Three land-use scenarios were designed based on the information collected from farmers, surveys, interviews with decision makers in the region, and the Tarim River basin water resources management ordinance in Xinjiang Uygur Autonomous Region. The ordinance was created by the local government for the sustainable management of water resources. The impetus for these scenarios included eco-system protection, high prices of agricultural products and government regulations restricting agricultural water use in the Tarim River basin. In each sub-catchment the hydrological features were lumped together, so the spatial distribution of land use within each sub-catchment was not considered. The land use scenarios were considered among the sub-catchments. The three scenarios included the agricultural land use decrease scenario (LUD scenario), the land use increase scenario (LUI scenario) and crop type change scenario (CTC scenario). These scenarios were considered independently based on practical situations and local policies.
The LUD scenario reflects the government policy to restrict agricultural water use in the upstream, thus increasing free-flowing water for downstream areas. Under this scenario, approximately 20% of the agricultural land would be abandoned in sub-catchments A and B.
The LUI scenario assumes more available water in downstream areas resulting from new water conveyance projects in the lower reach [20]. Under this scenario, the amount of new agricultural farmland in sub-catchment D would be increased by 20%.
The CTC scenario reflects the proposal for using less irrigation water by substituting different types of crops. Apocynum grows in the arid climate of Central Asia and provides an income for local people. It withstands higher levels of soil salinity and consumes less water than cotton [33]. Apocynum is used as a medicinal plant and a fiber crop. The leaves provide raw material for tea and the stems provide raw material for the textile and paper industries. The CTC scenario assumed that 20% of the cotton would be replaced by apocynum in all the sub-catchments.

4. Results and Discussion

4.1. Actual Crop Evapotranspiration (ETa) and Deep Percolation (DP)

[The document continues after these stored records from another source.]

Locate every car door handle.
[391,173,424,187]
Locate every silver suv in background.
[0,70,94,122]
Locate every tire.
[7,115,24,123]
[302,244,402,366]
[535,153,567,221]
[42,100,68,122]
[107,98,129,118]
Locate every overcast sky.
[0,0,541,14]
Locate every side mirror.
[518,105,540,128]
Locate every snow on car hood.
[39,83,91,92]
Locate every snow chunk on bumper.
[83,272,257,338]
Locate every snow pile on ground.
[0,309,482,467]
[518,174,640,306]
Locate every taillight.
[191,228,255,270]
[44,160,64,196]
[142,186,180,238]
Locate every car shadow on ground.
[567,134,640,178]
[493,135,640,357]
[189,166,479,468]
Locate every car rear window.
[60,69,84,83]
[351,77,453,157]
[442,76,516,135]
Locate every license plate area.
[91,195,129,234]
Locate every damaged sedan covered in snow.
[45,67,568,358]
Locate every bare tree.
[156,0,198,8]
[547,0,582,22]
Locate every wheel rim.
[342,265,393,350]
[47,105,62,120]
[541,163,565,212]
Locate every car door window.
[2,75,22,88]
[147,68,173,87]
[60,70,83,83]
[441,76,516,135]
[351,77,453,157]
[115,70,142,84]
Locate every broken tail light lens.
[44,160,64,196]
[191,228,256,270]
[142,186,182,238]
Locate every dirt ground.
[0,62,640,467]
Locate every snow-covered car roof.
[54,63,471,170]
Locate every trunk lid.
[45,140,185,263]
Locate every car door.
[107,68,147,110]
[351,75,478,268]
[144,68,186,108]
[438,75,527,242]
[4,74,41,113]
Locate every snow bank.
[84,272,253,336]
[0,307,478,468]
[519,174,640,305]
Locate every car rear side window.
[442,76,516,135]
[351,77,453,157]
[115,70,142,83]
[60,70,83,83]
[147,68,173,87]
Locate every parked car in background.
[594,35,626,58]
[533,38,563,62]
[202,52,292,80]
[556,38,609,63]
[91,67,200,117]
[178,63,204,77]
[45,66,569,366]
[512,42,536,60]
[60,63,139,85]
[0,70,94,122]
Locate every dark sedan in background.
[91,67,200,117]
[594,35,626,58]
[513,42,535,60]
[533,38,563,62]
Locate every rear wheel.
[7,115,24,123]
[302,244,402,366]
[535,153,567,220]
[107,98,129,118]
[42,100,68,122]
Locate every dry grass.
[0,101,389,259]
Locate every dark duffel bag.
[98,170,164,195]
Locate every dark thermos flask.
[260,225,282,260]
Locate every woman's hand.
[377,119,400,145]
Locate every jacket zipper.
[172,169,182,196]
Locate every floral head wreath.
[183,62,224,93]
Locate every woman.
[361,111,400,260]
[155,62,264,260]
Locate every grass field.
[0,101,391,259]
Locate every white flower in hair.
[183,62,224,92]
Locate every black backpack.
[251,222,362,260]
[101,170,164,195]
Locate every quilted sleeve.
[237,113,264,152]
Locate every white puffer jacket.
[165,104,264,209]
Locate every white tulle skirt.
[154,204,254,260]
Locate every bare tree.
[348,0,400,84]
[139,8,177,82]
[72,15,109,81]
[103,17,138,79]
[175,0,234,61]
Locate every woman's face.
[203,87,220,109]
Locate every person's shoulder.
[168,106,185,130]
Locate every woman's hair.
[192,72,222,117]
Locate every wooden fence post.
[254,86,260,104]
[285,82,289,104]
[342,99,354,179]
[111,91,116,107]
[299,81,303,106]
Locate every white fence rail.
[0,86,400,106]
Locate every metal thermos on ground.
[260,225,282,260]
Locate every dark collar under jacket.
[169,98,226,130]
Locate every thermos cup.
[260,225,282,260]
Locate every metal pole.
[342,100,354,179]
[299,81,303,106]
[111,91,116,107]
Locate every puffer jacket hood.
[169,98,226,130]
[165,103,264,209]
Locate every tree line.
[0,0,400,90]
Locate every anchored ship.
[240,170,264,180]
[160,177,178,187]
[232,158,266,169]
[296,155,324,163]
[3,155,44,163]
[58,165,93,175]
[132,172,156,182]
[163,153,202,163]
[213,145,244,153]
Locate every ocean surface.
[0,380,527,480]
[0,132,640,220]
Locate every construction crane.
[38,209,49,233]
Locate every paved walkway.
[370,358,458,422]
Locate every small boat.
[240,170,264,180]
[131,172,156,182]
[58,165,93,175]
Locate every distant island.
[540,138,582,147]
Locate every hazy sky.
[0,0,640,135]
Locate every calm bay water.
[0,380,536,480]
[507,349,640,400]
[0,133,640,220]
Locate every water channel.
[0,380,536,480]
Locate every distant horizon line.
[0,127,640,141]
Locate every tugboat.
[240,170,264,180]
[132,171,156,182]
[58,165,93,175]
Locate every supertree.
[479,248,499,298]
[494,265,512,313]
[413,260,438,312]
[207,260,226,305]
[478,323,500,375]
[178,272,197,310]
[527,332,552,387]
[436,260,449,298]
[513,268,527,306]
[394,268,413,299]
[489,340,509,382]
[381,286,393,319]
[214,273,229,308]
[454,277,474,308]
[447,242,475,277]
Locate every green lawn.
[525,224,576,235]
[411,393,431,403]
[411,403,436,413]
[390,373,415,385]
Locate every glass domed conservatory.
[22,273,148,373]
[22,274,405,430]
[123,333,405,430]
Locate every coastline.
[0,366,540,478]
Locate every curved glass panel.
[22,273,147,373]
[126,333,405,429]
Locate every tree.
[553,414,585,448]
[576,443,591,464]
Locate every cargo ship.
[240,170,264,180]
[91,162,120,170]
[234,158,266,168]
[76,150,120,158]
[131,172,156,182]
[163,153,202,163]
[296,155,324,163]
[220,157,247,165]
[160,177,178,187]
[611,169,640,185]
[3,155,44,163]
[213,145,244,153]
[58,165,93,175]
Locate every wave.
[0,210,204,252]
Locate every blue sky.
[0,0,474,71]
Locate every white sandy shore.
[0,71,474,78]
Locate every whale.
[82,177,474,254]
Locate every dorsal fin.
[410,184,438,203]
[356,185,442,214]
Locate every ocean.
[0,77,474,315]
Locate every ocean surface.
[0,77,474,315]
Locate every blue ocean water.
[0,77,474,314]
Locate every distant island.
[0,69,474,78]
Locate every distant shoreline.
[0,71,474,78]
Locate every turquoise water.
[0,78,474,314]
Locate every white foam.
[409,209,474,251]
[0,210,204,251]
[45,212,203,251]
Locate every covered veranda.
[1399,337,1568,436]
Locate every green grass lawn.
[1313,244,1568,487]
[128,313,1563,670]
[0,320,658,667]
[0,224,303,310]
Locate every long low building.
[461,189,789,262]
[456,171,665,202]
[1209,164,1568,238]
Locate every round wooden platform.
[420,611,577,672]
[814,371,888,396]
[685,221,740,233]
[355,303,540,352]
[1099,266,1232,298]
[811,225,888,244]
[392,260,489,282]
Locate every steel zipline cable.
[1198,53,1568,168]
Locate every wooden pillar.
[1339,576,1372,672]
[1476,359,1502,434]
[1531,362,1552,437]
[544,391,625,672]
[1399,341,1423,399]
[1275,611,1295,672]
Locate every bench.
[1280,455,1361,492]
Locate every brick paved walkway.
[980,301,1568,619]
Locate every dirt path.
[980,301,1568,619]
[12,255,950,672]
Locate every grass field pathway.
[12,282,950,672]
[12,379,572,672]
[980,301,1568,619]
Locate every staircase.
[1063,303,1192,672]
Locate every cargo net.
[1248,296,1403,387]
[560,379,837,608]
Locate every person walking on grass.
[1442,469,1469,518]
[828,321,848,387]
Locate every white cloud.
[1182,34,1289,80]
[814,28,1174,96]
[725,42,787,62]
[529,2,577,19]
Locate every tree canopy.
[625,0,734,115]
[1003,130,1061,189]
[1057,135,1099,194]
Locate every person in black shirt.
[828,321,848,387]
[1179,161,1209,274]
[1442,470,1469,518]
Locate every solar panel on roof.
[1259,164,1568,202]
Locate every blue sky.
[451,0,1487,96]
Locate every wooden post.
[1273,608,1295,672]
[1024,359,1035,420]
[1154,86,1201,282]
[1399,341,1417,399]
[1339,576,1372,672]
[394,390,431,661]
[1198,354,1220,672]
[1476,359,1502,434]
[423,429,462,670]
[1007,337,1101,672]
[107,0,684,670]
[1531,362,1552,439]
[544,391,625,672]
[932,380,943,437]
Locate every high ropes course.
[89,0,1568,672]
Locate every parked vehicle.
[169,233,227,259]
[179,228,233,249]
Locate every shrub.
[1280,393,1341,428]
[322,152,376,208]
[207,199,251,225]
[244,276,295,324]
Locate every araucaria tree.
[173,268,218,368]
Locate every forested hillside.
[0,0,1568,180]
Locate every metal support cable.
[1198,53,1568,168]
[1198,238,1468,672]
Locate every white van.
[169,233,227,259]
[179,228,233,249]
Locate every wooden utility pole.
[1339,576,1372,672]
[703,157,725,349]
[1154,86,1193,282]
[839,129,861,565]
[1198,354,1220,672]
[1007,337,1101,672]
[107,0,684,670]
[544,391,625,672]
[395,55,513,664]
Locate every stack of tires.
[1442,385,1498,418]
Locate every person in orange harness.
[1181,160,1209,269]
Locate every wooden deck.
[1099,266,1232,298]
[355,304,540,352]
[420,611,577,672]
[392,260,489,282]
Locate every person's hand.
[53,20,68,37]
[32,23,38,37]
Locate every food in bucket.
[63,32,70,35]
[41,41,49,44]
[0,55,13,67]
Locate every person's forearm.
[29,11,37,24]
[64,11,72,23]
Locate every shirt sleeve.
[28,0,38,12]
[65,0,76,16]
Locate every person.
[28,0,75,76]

While ETa refers to the upward loss of water by the vegetated surface, deep percolation (DP) is defined as the downward movement of water through the soil profile beyond the root zone. The results of simulations for ETa and DP in the four sub-catchments are shown in Figure 5. ETa primarily occurs from June to September, while DP primarily appears in a shorter period from July to August. Compared with ETa, the shorter period of DP may be due to low soil moisture, which restricts crop growth in this arid region [34]. The rapid increase and decrease of DP at the beginning and end period indicates that DP mainly occurs when soil moisture reach a certain content. ETa conformed to DP in a slowly increasing trend from sub-catchment A to B and from B to C. In sub-catchment D, both factors showed a dramatic drop, reflecting the water shortage in this lower reach [5]. The total ETa for 2006 in sub-catchments A–D was 666, 709, 864 and 190 mm, respectively. This reflected high water stress in the lower reach of sub-catchment D. The highest levels of ETa and DP both occurred in sub-catchment C during July. Irrigation water consumption was relatively high in this district. In the non-growing season, there was no ETa or DP. This finding was consistent with Yuan et al. [35], who found that in the early and late stage of the dormancy period of vegetation, ETa was approximately zero, whereas the level of ETc was still large.
Figure 5. Actual crop evapotranspiration (ETa) and deep percolation (DP) in sub-catchments A–D during the crop-growing season.
Figure 5. Actual crop evapotranspiration (ETa) and deep percolation (DP) in sub-catchments A–D during the crop-growing season.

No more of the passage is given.